Ein Meister dieser Form ist Horst Evers. Der Berliner, der vor über zwei Jahrzehnten aus Niedersachsen nach Berlin kam, zählt zu den drei Großen der Branche: Er und Hacke und Martenstein. Wobei je nach Geschmack, Alter und Geschlecht des Leser oder der Leserin noch andere Meister und Meisterinnen ins Feld zu führen wären. Das genannte Trio hat indes eines gemein: Wenn sie wollen, füllen sie Säle. Ganz locker, aber hallo!

Horst Evers beweist das bei der Herbstlese im Theater Erfurt, im Großen Haus, wie es so schön in der Fachsprache heißt. 800 Sitze hat es im Rang und im Parkett, alle Karten sind für diesen Abend verkauft.

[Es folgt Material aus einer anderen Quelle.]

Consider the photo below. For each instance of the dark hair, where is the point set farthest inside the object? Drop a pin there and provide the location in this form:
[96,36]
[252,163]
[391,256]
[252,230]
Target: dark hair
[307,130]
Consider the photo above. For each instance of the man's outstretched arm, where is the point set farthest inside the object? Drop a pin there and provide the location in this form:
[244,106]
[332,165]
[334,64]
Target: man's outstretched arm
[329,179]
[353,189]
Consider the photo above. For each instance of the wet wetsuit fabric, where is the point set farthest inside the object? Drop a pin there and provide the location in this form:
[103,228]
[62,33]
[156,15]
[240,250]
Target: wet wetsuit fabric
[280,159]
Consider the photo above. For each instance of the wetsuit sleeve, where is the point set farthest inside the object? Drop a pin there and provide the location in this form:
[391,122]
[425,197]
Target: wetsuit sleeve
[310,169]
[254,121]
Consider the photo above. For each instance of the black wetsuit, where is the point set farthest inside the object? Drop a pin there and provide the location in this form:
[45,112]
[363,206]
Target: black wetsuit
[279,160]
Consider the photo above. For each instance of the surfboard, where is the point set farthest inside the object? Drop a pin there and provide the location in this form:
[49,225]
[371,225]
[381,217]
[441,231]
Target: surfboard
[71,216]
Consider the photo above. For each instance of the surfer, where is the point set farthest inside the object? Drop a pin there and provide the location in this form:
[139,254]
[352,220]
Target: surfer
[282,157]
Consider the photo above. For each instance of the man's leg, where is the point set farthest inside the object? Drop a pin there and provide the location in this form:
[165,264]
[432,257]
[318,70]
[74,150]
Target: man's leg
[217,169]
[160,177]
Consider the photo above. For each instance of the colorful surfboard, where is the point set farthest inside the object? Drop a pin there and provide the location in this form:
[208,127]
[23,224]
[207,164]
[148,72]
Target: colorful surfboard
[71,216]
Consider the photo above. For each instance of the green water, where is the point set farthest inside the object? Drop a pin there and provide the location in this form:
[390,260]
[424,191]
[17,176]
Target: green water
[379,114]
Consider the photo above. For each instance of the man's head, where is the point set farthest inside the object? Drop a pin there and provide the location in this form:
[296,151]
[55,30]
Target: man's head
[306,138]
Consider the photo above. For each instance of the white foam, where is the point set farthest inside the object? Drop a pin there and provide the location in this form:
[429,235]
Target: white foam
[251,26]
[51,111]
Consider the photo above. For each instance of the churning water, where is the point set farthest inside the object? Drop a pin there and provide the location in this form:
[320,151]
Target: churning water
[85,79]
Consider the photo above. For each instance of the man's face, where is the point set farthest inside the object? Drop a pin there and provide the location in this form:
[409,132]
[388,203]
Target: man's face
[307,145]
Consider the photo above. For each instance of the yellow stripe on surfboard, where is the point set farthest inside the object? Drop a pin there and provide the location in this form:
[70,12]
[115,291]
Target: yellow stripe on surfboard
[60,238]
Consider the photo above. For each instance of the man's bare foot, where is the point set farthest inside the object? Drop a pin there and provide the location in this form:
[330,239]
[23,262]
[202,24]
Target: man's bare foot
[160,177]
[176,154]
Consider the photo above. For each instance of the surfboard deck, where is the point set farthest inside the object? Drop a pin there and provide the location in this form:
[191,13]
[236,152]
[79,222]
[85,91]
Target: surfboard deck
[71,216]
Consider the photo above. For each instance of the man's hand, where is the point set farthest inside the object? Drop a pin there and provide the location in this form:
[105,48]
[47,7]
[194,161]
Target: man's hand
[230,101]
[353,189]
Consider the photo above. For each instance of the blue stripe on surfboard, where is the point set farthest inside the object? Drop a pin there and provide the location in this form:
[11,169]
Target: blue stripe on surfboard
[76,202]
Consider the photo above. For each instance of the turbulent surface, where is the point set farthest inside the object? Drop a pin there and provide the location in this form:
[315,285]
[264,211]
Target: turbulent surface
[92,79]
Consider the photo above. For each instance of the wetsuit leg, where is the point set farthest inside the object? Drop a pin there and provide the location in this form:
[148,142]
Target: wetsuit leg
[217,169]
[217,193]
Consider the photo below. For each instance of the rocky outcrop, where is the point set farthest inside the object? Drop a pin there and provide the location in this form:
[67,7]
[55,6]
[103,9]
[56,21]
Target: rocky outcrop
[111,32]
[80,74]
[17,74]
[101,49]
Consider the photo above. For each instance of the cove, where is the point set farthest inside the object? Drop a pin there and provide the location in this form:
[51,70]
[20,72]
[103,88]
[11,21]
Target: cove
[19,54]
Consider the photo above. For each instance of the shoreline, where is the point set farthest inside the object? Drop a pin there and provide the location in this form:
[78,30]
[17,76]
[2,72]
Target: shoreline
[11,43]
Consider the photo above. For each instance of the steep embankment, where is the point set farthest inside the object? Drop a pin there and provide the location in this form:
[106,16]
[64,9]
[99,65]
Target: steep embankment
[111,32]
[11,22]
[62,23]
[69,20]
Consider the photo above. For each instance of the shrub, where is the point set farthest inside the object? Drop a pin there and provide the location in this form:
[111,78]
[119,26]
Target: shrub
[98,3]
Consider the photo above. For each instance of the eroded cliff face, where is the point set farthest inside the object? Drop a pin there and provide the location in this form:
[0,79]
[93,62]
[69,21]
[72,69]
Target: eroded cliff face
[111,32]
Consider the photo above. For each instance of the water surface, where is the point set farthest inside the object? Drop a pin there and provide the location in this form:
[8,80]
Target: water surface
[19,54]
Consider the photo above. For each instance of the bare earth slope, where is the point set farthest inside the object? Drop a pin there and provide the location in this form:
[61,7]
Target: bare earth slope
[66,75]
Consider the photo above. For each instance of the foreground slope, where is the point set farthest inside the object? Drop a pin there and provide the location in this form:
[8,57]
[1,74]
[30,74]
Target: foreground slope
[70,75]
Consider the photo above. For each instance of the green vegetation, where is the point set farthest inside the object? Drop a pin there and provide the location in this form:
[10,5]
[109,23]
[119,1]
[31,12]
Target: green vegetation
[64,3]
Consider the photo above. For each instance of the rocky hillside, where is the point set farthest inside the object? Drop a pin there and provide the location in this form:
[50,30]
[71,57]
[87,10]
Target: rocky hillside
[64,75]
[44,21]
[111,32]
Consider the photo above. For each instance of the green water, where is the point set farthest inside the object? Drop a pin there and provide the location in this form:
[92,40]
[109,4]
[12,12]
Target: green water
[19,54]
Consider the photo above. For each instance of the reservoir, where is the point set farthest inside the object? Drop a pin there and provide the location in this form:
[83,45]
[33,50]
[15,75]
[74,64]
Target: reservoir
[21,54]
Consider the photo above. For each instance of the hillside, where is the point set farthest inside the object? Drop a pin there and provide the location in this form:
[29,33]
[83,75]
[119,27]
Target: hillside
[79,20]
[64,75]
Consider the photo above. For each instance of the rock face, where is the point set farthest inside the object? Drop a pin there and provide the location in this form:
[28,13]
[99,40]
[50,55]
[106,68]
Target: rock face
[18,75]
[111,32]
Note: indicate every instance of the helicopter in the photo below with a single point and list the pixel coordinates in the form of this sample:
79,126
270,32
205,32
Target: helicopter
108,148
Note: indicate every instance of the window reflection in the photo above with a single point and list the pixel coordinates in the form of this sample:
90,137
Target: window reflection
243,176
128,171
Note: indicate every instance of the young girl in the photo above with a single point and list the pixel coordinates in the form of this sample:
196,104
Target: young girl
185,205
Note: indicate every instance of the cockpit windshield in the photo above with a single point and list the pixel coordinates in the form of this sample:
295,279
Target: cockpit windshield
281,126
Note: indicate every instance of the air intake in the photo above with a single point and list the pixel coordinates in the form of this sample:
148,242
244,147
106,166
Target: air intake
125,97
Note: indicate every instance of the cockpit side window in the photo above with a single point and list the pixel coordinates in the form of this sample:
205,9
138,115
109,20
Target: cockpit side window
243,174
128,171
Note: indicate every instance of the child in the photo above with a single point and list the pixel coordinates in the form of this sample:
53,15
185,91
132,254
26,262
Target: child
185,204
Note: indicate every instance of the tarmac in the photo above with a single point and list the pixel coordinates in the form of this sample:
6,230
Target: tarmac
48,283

Auf den Plätzen haben 800 gut gelaunte Menschen Platz genommen, deren Stimmung im Laufe der Vorstellung immer besser wird.

Kritiker sind heute geneigt, großartige Darbietungen als großes Kino zu bezeichnen. Das träfe auch auf Horst Evers zu, wäre es nicht: großes Theater. Es ist nicht der Faust, ganz klar, aber es ist hervorragendes Spiel. Horst Evers arbeitet mit seiner variablen Stimme, als würde er sich selbst synchronisieren; er steht auf und erzählt seine Geschichten mit vollem Körpereinsatz. Was die Darstellung eines Windrades mit Theater zu tun hat? Bei Horst Evers stellt sich die Frage nicht.

Wovon er erzählt, ist dem Publikum nur zu bekannt. Es reicht schon ein kleiner Hinweis, und das Publikum kichert; es sind Sachen wie NSA oder Flughafenbau in Berlin, große Politik die, bei allem Respekt, auch die kleinen Leute interessiert. Oder Zeugs wie Urlaub, die „Königsdisziplin der Freizeit“. Horst Evers Themen sind die seiner Besucher, in  ihrem gemeinsamen Universum kreisen Schwimmbad, Elternabend, Arztbesuche und Heimwerkermärkte um die Sonnen Irrwitz, Katastrophe, Schlamassel und Beziehungsstress.

Gut, dass der Abend eine Pause vorsieht. Die Erholung tut gut, schon wegen der Frau, die sich seit Minuten drei Reihen weiter hinten überhaupt nicht mehr einkriegt. Kollektives Lachen ist schön, doch ein gemeinschaftlicher Lachkrampf stört doch ganz entscheidend den Fortgang des Programms. Gut erholt geht es in die zweite Hälfte, die doch die größere ist; zwei Zugaben sind schuld daran. Horst Evers hört nicht ohne einen Tipp für alle auf, die sich die Pointen nicht gleich merken konnten. Vieles kann man in seinem letzten Buch „Wäre ich du, würde ich mich lieben“ nachlesen.

Aber eben nicht alles, und schon gar nicht in so großer, ausgelassener Runde. Also, lieber Leser dieser Zeilen, wäre ich du, würde ich mir Karten für Horst Evers besorgen. Und falls das vor Weihnachten nichts mehr wird, dann wenigstens ein Hörbuch von ihm.